Open Doors launched its 2019 World Watch List on 16 January. Open Doors is a member of the Evangelical Alliance and supports persecuted Christians around the world. The list ranks the countries where Christians suffer persecution.
The DUP’s Arlene Foster and Nigel Dodds attended the launch, along with other members of Parliament, to show its support. But it’s hypocrisy in the extreme for the DUP to support this event. Because Catholic Christians have suffered greatly in Ireland and the DUP leadership bears some responsibility.
Open Doors
The organisation began after “a young Dutchman”, Brother Andrew, went on a journey to Warsaw in 1955. There he “discovered the existence of a persecuted church”.

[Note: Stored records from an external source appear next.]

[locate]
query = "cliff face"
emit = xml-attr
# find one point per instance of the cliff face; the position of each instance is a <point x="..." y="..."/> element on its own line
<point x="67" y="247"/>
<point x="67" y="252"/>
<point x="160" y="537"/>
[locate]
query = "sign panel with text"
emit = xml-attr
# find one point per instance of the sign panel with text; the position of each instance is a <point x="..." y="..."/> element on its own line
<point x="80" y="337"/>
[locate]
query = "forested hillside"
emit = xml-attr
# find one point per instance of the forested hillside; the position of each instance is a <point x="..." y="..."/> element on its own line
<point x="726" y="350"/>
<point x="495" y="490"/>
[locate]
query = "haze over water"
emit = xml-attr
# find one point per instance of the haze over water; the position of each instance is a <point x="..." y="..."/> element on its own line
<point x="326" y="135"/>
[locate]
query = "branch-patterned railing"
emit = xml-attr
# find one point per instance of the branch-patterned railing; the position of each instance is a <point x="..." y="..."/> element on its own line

Warsaw was behind the iron curtain. The iron curtain separated communist from non-communist countries in Europe between 1945 and 1989. According to Open Doors, Christians behind it were:
Persecuted for their faith [and] they feared they had been forgotten by their fellow Christians around the world.
Persecution of Catholics
But Brother Andrew’s journey didn’t take him to Ireland. That journey would have revealed another “persecuted church”. A Catholic Church persecuted by British loyalism, the police and members of the Protestant faith. The same faith as Brother Andrew.
And the DUP shoulders some of the blame for this. Speaking about Catholics following attacks on their homes in 1968, former DUP leader Dr Ian Paisley said:
Catholic homes caught fire because they were loaded with petrol bombs; Catholic churches were attacked and burned because they were arsenals and priests handed out sub-machine guns to parishioners.
The following year he roared:
They breed like rabbits and multiply like vermin
Catholics protested against anti-Catholic “endemic discrimination” in October 1968. Groups like the People’s Democracy formed to end this and included members of all faiths and political backgrounds. Protests ended in violence as the police and loyalists attacked them. Yet members of the DUP described People’s Democracy protests as a “coat trailing exercise”, meaning they were deliberately provocative.
Loyalists in Ballymena attacked and harassed Catholics going to mass in Harryville church in 1996. Loyalist protests outside this church continued until the Good Friday Agreement in 1998. Then, in 2001, Protestant residents in north Belfast hurled missiles at Catholic girls on their way to primary school.
Meanwhile, member of the “Protestant fraternity” Orange Order Tom Elliott, faced expulsion from the order for attending the funeral of a Catholic policeman in 2011.
Controversy
The persecution felt by Catholics was so great that two notable members of that Church spoke out. In 2005 former Irish president Mary McAleese said of Hitler’s dictatorship:
They gave to their children an irrational hatred of Jews in the same way that people in Northern Ireland transmitted to their children an irrational hatred of Catholics
Then later that year Father Alec Reid, who acted as a peace broker between the IRA and Irish and British governments, made a similar comparison. There was such controversy at these comparisons that both apologised.
Time to own up
Of course, all suffering warrants attention. But people often forget that Catholics suffered in Ireland. And there was little outcry from the rest of the Christian community when it happened.
The DUP needs to take some responsibility for Catholic persecution as some of it came from its community. Real progress in Ireland is unlikely without it.